Mr Stephen Mwenesi, a lawyer, told the Nation in an interview that it will be foolhardy to disband the commission simply because there’s an implication that they bungled the election. That’s if the courts agree with the petition.

“The fact that the IEBC managed a process that caused many people –12,330,028—to turn up and vote, means that they have the capacity to handle the elections. If the Supreme Court orders a fresh election, IEBC will have to respect that ruling and do it (hold elections) again,” said Mr Mwenesi.

To kick out the commissioners, one will have to file a petition for their removal to Parliament, which will then sit and if the House approves the petition, the President will look at it and appoint a tribunal which will then have the job of deciding the fate of the commissioners.

The process is so elaborate, and difficult, but not impossible. Unless the commissioners resign, there’s no guarantee that any of the nine IEBC commissioners will be going anywhere anytime soon.

Mr Mwenesi said the commissioners were appointed after a thorough vetting and approval process, and that they were found fit to execute the mandate of the electoral commission.

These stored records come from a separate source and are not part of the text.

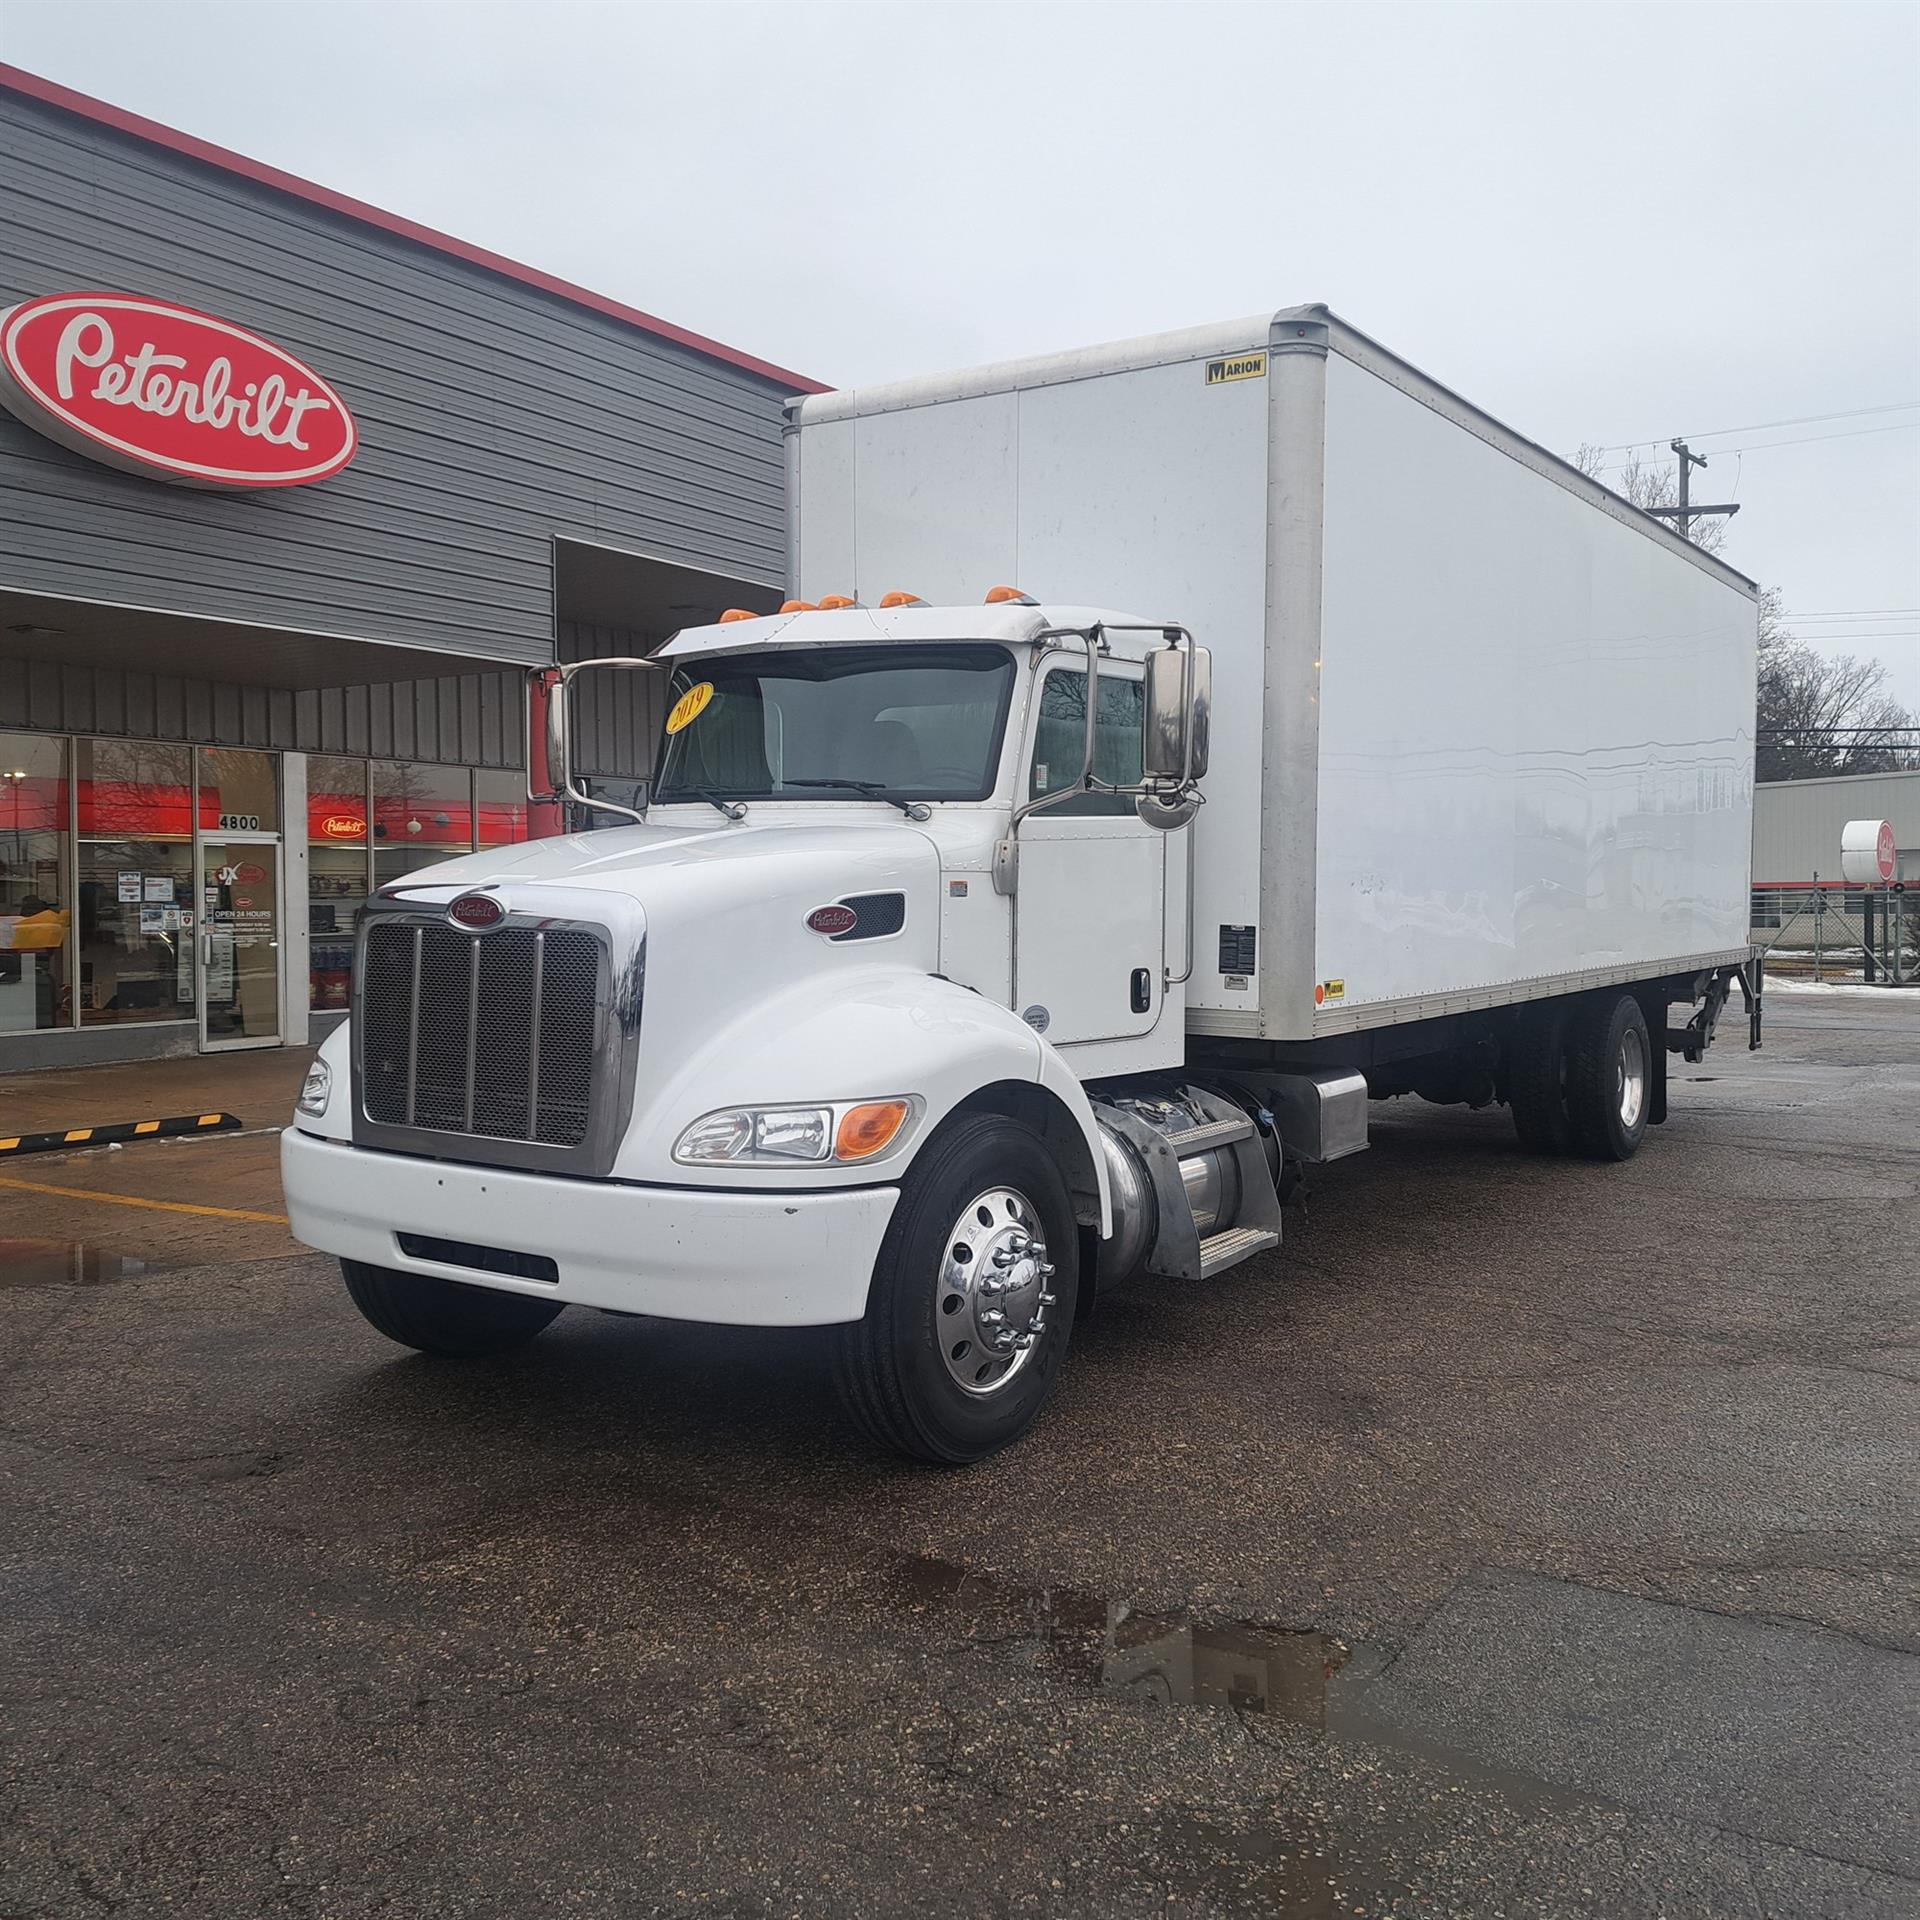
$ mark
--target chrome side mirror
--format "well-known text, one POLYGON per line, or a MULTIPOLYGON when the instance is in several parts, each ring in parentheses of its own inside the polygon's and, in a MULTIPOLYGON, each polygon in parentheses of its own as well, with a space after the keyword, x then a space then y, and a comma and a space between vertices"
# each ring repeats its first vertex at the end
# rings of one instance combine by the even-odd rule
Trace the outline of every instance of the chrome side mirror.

If the Supreme Court orders a fresh election, the taxpayer will have to pay for it. It is estimated that a fresh poll could cost an extra Sh6 billion.

“The country can afford another election because we legislated for it,” said Mwenesi.

He added that the election timetable provided for a run-off, and that even under the Assumption of Office of the President Act, there were timelines that had taken on board the petition and the eventuality of a run-off.

“There was too much hype around this election …so when people say the country cannot afford another election, it is perhaps because of the exhaustion that went into the preparation (and execution of the March 4 polls),” he said.

Dr Luis Franceschi, the Dean at the Strathmore Law School in Nairobi, said Cord must have looked at all the possible outcomes and their “legal, political and social” consequences before filing their petition.

The possibility and consequences of winning the petition and losing in the fresh poll; or of winning the case and winning the fresh poll; and that of losing the case, must all have been discussed before the petition was filed on Saturday.

“Certainly, they are looking for justice. But that's the challenge in this case: what will justice mean and at what cost? When does it stop being justice and turn into injustice? For example, to dispense justice to Cord (if there’s a fresh election) the taxpayer may need to empty the pockets,” said Dr Franceschi.

“What is certain is that law does not operate in a vacuum but in a social context, so the Supreme Court will have this very much at heart when deciding (about the petition),” Dr Franceschi said in a separate interview with the Nation.